Reading Online Novel

Crossfire - 2 Begeerd door jou(104)



‘O mijn god.’ Ik zette mijn koffie met trillende handen opzij en boog me voorover, met mijn hoofd tussen mijn knieën. ‘O god, ik moet overgeven.’

En Gideon had Nathan gezien, dat had hij met zoveel woorden toegegeven toen hij de vragen van de rechercheurs beantwoordde. Als hij de foto’s had gezien... ervan gewalgd had... zou dat verklaren waarom hij me liet stikken. Waarom hij zo gekweld was geweest toen hij naar mijn bed kwam. Misschien wilde hij me nog wel, maar kon hij niet leven met de beelden die nu door zijn hoofd spookten.

Het moet nou eenmaal zo, had hij gezegd.

Ik liet een afgrijselijk geluid ontsnappen. Ik kon me zelfs geen voorstelling maken van wat Nathan zou hebben gefotografeerd. Dat wilde ik niet eens.

Geen wonder dat Gideon er niet tegen kon om naar me te kijken. Toen hij de laatste keer met me had gevreeën was dat in volslagen duisternis geweest, waar hij me kon horen en ruiken en voelen... maar niet zien.

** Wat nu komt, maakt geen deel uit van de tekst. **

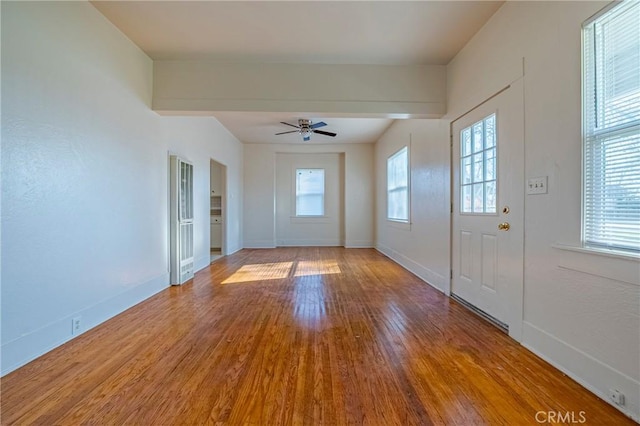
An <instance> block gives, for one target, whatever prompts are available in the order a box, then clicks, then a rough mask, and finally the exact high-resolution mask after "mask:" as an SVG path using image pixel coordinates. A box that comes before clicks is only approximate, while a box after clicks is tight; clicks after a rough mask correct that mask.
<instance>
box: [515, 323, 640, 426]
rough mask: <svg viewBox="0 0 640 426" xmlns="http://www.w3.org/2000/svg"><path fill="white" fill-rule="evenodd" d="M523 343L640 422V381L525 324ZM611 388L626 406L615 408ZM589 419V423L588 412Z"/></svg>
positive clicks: (532, 350) (558, 339)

Ik smoorde een kreet van pijn door in mijn onderarm te bijten.

‘Liefje, nee!’ Mijn moeder zakte op haar knieën voor me en trok me zachtjes van de stoel op de grond, waar ze me kon wiegen. ‘Sst. Het is over. Hij is dood.’

Ik rolde me op in haar schoot, snikkend, me realiserend dat het inderdaad echt over was; ik was Gideon kwijt. Hij zou zichzelf erom haten dat hij zich van me afkeerde, maar ik begreep waarom hij daar misschien niets aan kon doen. Als hij door nu naar mij te kijken herinnerd werd aan zijn eigen gewelddadige verleden, hoe zou hij daar dan tegen kunnen? Hoe zou ik daar tegen kunnen?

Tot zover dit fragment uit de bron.